Mengukur Kekuatan Allah?

Rabu, 7 Agustus 2019 – Hari Biasa Pekan XVIII

117

Bilangan 13:1-2a, 25 – 14:1, 26-29, 34-35

TUHAN berfirman kepada Musa: “Suruhlah beberapa orang mengintai tanah Kanaan, yang akan Kuberikan kepada orang Israel.”

Sesudah lewat empat puluh hari pulanglah mereka dari pengintaian negeri itu.

Lalu segenap umat itu mengeluarkan suara nyaring dan bangsa itu menangis pada malam itu.

Lagi berfirmanlah TUHAN kepada Musa dan Harun: “Berapa lama lagi umat yang jahat ini akan bersungut-sungut kepada-Ku? Segala sesuatu yang disungut-sungutkan orang Israel kepada-Ku telah Kudengar. Katakanlah kepada mereka: Demi Aku yang hidup, demikianlah firman TUHAN, bahwasanya seperti yang kamu katakan di hadapan-Ku, demikianlah akan Kulakukan kepadamu. Di padang gurun ini bangkai-bangkaimu akan berhantaran, yakni semua orang di antara kamu yang dicatat, semua tanpa terkecuali yang berumur dua puluh tahun ke atas, karena kamu telah bersungut-sungut kepada-Ku.

Sesuai dengan jumlah hari yang kamu mengintai negeri itu, yakni empat puluh hari, satu hari dihitung satu tahun, jadi empat puluh tahun lamanya kamu harus menanggung akibat kesalahanmu, supaya kamu tahu rasanya, jika Aku berbalik darimu: Aku, TUHAN, yang berkata demikian. Sesungguhnya Aku akan melakukan semuanya itu kepada segenap umat yang jahat ini yang telah bersepakat melawan Aku. Di padang gurun ini mereka akan habis dan di sinilah mereka akan mati.”

***

Musa mengirim dua belas orang untuk mengintai Tanah Kanaan. Mereka lalu melakukan pengintaian terhadap negeri itu selama empat puluh hari. Sesudah itu, mereka kembali kepada Musa untuk memberikan laporan. Kepada Musa, mereka mengatakan bahwa Tanah Kanaan memang subur, berlimpah-limpah susu dan madunya. Dengan demikian, negeri itu memang cocok untuk menjadi tempat kediaman mereka. Tanah akan mengeluarkan hasil yang melimpah-limpah untuk kehidupan mereka. Mereka akan hidup sejahtera di situ.

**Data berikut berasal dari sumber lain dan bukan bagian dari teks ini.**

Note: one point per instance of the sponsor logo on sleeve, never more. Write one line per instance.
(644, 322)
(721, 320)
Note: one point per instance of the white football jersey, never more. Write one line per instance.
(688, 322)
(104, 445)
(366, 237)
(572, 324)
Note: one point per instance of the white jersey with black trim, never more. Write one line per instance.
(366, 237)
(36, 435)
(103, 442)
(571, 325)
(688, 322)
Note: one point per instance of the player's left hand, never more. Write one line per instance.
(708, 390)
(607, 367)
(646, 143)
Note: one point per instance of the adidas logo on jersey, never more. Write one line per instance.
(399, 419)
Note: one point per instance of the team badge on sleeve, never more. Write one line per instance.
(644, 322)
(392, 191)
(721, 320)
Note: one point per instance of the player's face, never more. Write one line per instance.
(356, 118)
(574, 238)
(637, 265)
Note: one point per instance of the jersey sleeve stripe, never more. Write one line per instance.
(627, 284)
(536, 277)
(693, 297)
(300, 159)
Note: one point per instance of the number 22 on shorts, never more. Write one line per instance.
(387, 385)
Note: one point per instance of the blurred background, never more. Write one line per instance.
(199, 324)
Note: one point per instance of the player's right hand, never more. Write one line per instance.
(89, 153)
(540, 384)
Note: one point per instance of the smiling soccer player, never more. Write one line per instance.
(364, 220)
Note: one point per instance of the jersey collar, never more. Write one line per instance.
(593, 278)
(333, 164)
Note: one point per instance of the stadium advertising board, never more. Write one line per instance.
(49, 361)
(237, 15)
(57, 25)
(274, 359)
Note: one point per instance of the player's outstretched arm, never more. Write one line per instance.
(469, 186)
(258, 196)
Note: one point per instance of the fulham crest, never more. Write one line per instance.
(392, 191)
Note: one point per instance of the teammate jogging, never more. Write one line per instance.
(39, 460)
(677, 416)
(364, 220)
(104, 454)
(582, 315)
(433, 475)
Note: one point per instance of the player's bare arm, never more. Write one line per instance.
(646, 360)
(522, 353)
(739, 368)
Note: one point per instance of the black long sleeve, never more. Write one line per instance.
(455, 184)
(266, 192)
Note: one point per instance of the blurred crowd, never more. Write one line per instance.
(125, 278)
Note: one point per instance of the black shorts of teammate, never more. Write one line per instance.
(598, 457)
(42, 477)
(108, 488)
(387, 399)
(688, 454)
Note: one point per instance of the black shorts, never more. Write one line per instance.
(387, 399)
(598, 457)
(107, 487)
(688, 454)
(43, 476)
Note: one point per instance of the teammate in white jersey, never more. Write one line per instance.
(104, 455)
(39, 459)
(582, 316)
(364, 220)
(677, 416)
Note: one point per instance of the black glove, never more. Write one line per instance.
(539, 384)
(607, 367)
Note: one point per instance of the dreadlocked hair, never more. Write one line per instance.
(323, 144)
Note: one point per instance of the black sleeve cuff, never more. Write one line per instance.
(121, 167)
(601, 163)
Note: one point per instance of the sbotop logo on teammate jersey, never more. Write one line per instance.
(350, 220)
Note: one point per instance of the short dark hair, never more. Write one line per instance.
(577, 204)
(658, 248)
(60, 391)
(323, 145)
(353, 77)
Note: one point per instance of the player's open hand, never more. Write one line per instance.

Namun, para pengintai itu juga memberikan informasi yang membuat orang Israel takut.  Bangsa yang diam di negeri itu kuat, dan mereka mendiami kota-kota yang berkubu. Berita ini membuat orang Israel gempar. Mereka ketakutan karena merasa tidak mungkin dapat mengalahkan orang Kanaan serta menduduki negeri itu. Kalau mereka nekat untuk menyerang, itu sama saja dengan bunuh diri.

Orang Israel lalu bersungut-sungut kepada Musa dan Harun yang memimpin mereka. Mereka mempersalahkan kedua orang itu karena telah mengajak mereka meninggalkan Mesir. Buat apa meninggalkan Mesir kalau hanya untuk dibunuh? Mereka pun menuduh Tuhan telah membawa mereka keluar dari Mesir hanya supaya mereka tewas oleh pedang dan istri serta anak-anak mereka menjadi tawanan. Jelas bagi mereka bahwa pulang ke Mesir akan lebih baik daripada mati dibunuh. Mereka pun bersiap untuk mengangkat seorang pemimpin lalu kembali ke Mesir.

Karena ketidakpercayaan orang Israel, Tuhan menjatuhkan hukuman kepada mereka. Selama empat puluh tahun mereka harus mengembara di padang gurun. Setiap orang Israel yang berumur dua puluh tahun ke atas tidak akan dibawa masuk ke Kanaan. Mereka semua akan mati di padang gurun. Hanya anak-anak mereka yang akan diperkenankan masuk ke tanah yang dijanjikan Tuhan.

Belajar dari pengalaman orang Israel ini, kaum beriman diingatkan untuk tidak mencoba mengukur kekuatan Allah. Ia dapat melakukan hal-hal di luar kemampuan pikiran manusia. Daripada sibuk menggunakan pikiran untuk menilai Tuhan, lebih baik kaum beriman mengarahkan pikiran, hati, dan seluruh diri mereka untuk menyerahkan diri sepenuhnya kepada kehendak Allah. Biarlah Dia mengarahkan kehidupan kita, dan siapkanlah diri kita untuk melakukan kehendak-Nya.